I try to describe a 3D swipe gesture (only vertical or horizontal, no diagonals) over a certain flat surface, using conventional geometry or similar techniques without machine learning (hidden Markov model, artificial neural networks, etc. are therefore excluded) possible. From several observations of the data retrieved from the device, I concluded that a stroke can be described "slightly" as a curve (or in some cases as a really straight line). With this question, I would like to know how a curve and a curve movement can be described in simple geometric terms in the most efficient (mostly speed, but also memory-related) way.
The article is divided into two parts – one that contains information about the data used and one that gives an overview of what I have come up with so far. Apologize in advance for my poor painting skills. : D
The 3D position data
The device I use transmits 3D points, each representing the position of the hand at a specific point in time. I can record and evaluate them. The following image shows the graphical representation of the data from two different perspectives – from top to bottom and isometric (more or less):
- XY plane view (also known on the left as Top down view) – Only the values along the X and Y axes are taken into account for each sample.
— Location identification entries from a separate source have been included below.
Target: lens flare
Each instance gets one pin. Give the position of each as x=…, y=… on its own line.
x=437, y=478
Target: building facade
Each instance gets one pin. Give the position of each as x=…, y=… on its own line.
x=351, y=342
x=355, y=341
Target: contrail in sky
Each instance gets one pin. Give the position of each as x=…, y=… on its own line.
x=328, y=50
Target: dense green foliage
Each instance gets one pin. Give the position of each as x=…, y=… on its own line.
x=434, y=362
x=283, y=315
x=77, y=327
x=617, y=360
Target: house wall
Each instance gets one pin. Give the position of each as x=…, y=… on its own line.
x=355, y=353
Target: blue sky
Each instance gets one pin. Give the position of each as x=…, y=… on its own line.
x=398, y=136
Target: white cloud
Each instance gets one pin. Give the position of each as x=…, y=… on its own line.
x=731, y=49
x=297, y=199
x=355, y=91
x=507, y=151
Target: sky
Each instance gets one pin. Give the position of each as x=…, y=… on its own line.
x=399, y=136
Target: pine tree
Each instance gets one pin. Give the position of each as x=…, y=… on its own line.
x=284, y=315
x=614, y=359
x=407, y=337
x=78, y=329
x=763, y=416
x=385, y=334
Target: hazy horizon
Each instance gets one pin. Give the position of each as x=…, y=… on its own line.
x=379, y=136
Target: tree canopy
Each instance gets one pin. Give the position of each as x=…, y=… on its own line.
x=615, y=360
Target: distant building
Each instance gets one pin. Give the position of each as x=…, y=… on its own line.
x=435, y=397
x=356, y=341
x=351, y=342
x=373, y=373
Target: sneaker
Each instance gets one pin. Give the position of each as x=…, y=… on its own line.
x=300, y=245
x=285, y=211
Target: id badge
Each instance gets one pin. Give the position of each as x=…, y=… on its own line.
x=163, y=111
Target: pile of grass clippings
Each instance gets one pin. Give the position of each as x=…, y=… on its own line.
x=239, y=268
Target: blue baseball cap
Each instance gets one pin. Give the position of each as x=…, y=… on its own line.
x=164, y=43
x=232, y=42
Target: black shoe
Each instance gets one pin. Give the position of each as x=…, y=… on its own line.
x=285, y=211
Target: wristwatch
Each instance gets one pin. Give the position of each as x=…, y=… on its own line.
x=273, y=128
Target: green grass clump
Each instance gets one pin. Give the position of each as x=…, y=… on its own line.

This view represents the surface of the device over which the movement of the hand is recorded
- XYZ view (right also known as isometric view) – All three axes are taken into account for each sample. This view represents the complete 3D movement in a volume above the device surface, which defines the area in which gestures can be recognized
In the next picture I added the hand movement recognized by the device:
The actual movement looks something like this:
Based on the observation of the actual and the movement detected by the device, I can mark almost half of the samples that the device gave me as invalid, namely all limit values (a position along each axis can be between 0 and 65534) that this does not describe the actual movement of the hand from the point of view of the user of the device (in the image below, invalid data is shown as the part of the trajectory that is covered by a polygon):
Of course, sometimes the "valid" part of the trajectory is rather small compared to the invalid data:
The algorithm described below does not matter how big the valid data is, as long as there are at least 2 samples that meet the requirement that they are not limit positions, ie X and Y differ from 0 and 65534. This results in a problem I'll go into more detail in the next part of this post.
Describe the movement
I thought about it and came up with the following:
Extract only the set of valid samples that exclude all with an edge position
For each sample, generate a local XY coordinate system that is aligned with the XY coordinate system of the device surface (for simplification :)):
Next, I consider calculating the vector between the current and the next sample (if any) and calculating the angle between this vector and the X axis (this can also be done with the Y axis):
Based on the size of each angle, I can determine whether the movement between the current and the next sample tends more towards the horizontal or vertical and also in which direction.
This should enable me to determine the general direction of the wiping movement as well as the position above the surface. I swiped a lot: D, but since I want to describe this more formally, of course I have to describe my results, so I have to find a way to describe and classify a curve based on its properties. Maybe calculate the curvature of the entire trajectory?
There are, of course, some problems with this algorithm that came to my mind:
I searched online before thinking about creating the algorithm described above, but couldn't find anything. Even the topic of curve classification doesn't seem to be that popular, or the search terms I use are too extensive / restrictive. The classification here is not that important (as opposed to the following ones), but it would still be nice to divide the resulting curves into sets, each representing a swipe gesture.
The next thing I thought about is curve fitting. I've read articles about it, but apart from a few assignments at my university during the math course, I was only concerned about Bezier curves. Can someone tell me if curve fitting is a plausible solution for my case? There it is curve fitting One might rightly assume that we need an initial curve against which we want to adapt. This would require the detection of wiping motions and then the extraction of a possible optimal curve which is something like an "average" of all curves for a given wiping. I can use the first algorithm I described above to get a compact description of a curve, and then save and analyze multiple curves for a given beat to get the "perfect" curve. How do you proceed with curve classification?